An adult convicted of second-degree manslaughter, meaning a person “recklessly caused the death of another person,” or “caused or aided another person to commit suicide,” may face up to 15 years in prison. Mrs. Charlton was charged under subdivision one of the state penal law describing second-degree manslaughter for “reckless cause.”
In New York, a second-degree murder conviction of a juvenile defendant, under the age of 14 at the time of the offense, carries an indeterminate sentence of a minimum of five to nine years and a maximum of life imprisonment. A second-degree murder charge is levied when a person is believed to have caused the death of someone after intending to do so or “recklessly engages in conduct which creates a grave risk of death to another person, and thereby causes the death of another person.”

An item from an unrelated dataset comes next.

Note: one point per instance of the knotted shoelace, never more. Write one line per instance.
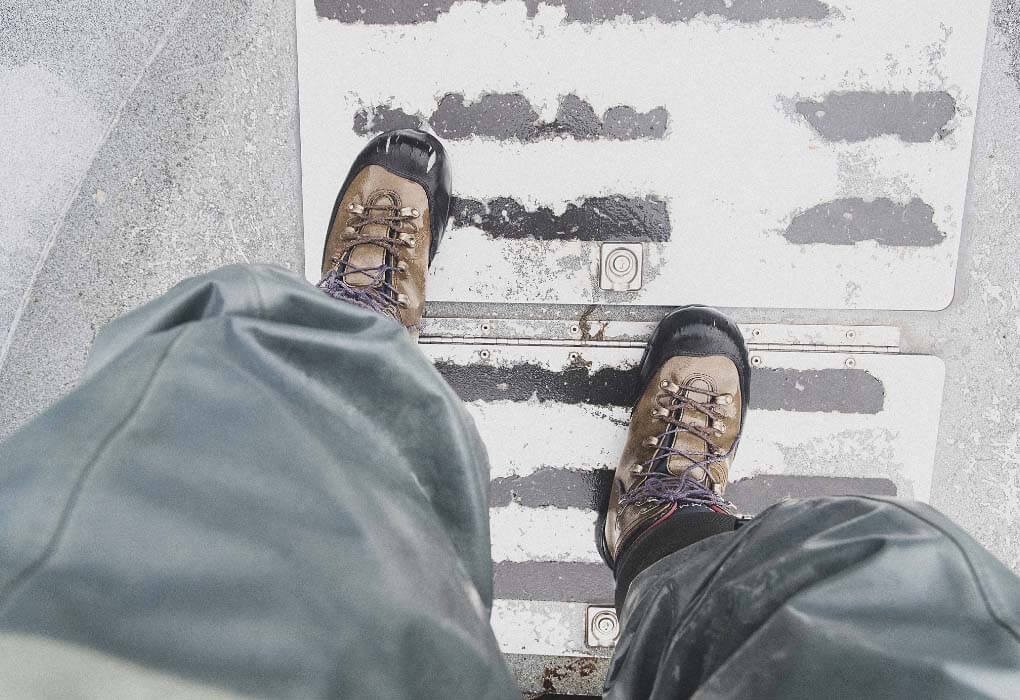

With no indictments, pre-trial processes can’t begin. It’s unclear when and how the cases might proceed.
With little movement in the cases through a year of grief, Emily B. Burgess is wondering whether her friend is again being ignored.

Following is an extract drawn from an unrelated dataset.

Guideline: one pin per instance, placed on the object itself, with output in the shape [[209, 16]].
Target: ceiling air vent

“I’m getting anxious, and I’m not the only one getting anxious,” Ms. Burgess said this week. “I’m really hoping something good comes out of this, because everything feels bad right now.”
Ms. Burgess finished her first year as a SUNY Canton nursing student this spring. With her classmates, she helped organize last summer’s vigils and efforts to establish a GHS scholarship in Treyanna’s name. Remembering Treyanna as a kind and truthful friend and remembering Treyanna’s suffering is a burdensome balance.
Treyanna was a dedicated student and track athlete when she first arrived at the high school as a first-year student five years ago. Ms. Burgess and a few of Treyanna’s other friends recalled her earning high grades, excelling at track meets and generally enjoying school.
At a middle school track and field meet held at Potsdam High School in May 2015, Treyanna placed first of 11 in the 55-meter hurdles, fifth of 18 in the long jump and third in a 4x100-meter team relay with three Gouverneur teammates.
After her first year of high school, Treyanna changed, her vibrancy diminishing.
Some good, Ms. Burgess said, might be realized if the adults in the room learn to do more of one thing: listen. Though mandated reports were made by the school district regarding concerns for Treyanna at home, police responded to the home and Child Protective Services was called, it wasn’t enough, she said.
A few classmates plan to light candles in the park and eat cheesecake together tonight. Treyanna, who would have turned 20 on Nov. 2, was an anime fan. She was considering joining the U.S. Air Force or continuing her criminal justice studies in college.
Ms. Burgess said moving forward is possible in some ways — starting nursing school, getting a summer job, reconnecting with her high school friends to remember Treyanna.
But there is no “moving on,” she said, adding: “I can’t say there’s ever going to be a time when we move on.”